What you won’t find there is the detail of the inbred pigeons. While our side was busy breeding the fastest pigeons to each other, so were the bad guys. They reputedly had specialized pigeon-breeding lofts, tended by fanatical fanciers who knew each pigeon by sight, and who ringed each one at birth to ensure that the Master Race of pigeons kept on improving. So the obvious thought then, is to contaminate the blood lines with some seriously slow stock.

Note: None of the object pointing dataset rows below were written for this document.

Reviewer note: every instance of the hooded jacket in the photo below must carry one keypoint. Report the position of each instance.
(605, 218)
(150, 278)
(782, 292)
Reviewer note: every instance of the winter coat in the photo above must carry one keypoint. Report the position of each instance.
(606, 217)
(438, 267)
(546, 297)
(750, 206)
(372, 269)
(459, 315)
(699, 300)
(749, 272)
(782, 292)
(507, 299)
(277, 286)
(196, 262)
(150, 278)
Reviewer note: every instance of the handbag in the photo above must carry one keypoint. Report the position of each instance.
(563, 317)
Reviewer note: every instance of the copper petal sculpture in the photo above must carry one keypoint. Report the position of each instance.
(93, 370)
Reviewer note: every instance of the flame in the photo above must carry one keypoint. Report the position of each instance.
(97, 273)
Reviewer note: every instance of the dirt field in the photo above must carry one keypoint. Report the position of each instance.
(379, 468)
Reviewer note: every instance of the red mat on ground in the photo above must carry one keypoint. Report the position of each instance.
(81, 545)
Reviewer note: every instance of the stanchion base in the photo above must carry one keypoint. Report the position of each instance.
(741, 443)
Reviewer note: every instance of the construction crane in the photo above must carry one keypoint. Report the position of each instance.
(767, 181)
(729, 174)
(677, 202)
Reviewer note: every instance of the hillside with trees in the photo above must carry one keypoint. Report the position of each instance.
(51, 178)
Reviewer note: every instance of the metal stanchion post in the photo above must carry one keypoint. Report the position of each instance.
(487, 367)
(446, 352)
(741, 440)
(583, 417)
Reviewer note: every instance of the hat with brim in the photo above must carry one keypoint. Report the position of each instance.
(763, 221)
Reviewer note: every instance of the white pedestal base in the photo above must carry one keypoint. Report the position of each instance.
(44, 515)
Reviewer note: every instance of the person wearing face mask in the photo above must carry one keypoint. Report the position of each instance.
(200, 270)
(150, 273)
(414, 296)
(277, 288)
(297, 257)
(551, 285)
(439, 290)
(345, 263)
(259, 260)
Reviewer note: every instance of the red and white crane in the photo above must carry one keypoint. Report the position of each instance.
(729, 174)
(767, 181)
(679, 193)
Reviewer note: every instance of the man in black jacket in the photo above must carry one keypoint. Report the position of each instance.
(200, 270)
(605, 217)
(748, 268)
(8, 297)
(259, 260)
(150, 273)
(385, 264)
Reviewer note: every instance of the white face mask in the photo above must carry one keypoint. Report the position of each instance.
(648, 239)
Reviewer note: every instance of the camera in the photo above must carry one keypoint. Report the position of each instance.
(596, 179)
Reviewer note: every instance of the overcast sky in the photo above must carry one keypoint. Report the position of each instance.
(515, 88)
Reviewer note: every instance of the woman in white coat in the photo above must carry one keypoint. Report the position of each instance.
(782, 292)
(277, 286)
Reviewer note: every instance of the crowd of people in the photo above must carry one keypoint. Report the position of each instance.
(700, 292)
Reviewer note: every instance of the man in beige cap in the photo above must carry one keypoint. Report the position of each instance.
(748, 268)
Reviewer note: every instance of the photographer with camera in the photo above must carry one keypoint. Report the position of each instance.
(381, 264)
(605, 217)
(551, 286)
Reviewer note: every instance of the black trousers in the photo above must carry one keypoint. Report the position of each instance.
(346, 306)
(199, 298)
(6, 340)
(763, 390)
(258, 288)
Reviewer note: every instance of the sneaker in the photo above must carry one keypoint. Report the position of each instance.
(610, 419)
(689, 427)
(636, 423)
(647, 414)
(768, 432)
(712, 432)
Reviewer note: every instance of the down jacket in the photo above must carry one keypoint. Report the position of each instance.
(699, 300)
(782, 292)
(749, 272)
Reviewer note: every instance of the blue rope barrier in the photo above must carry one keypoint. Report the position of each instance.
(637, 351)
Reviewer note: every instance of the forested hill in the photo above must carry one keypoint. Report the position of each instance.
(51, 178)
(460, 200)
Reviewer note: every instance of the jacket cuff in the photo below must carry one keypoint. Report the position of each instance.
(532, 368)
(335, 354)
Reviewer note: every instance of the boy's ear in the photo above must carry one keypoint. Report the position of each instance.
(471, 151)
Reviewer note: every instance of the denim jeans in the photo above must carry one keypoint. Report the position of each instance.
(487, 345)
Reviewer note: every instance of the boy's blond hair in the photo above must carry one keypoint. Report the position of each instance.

But how is this possible if they’re all carefully ringed? I am ashamed to say I’ve lost the reference of this, which means I can’t tell you the name of the genius who worked out how to manufacture a leg ring that replicated exactly the German ring, slipped on at birth when the bones are soft, that is supposed to be impossible to remove or replace without it being obvious that it’s been tampered with. Anyway, said genius managed it and a serious programme extended through the war to contaminate the German pigeon blood lines with the slowest of our slow pigeons to give us the edge. It’s the kind of forward planning that assumes a war will go on for decades and any marginal edge might make the difference between winning and losing. In the event, the Bosche pigeon fanciers were not so fanatical and none ever noticed that their lofts had been contaminated. Or maybe they did, and just didn’t tell anyone. There’s a story in that for anyone with the time and patience to write it. Me, meanwhile, I’m researching the trek of the east German Trakheners horses, who nearly died out in the war, but were brought to safety in small numbers by people who cared for their survival. Now there’s a heart warming story.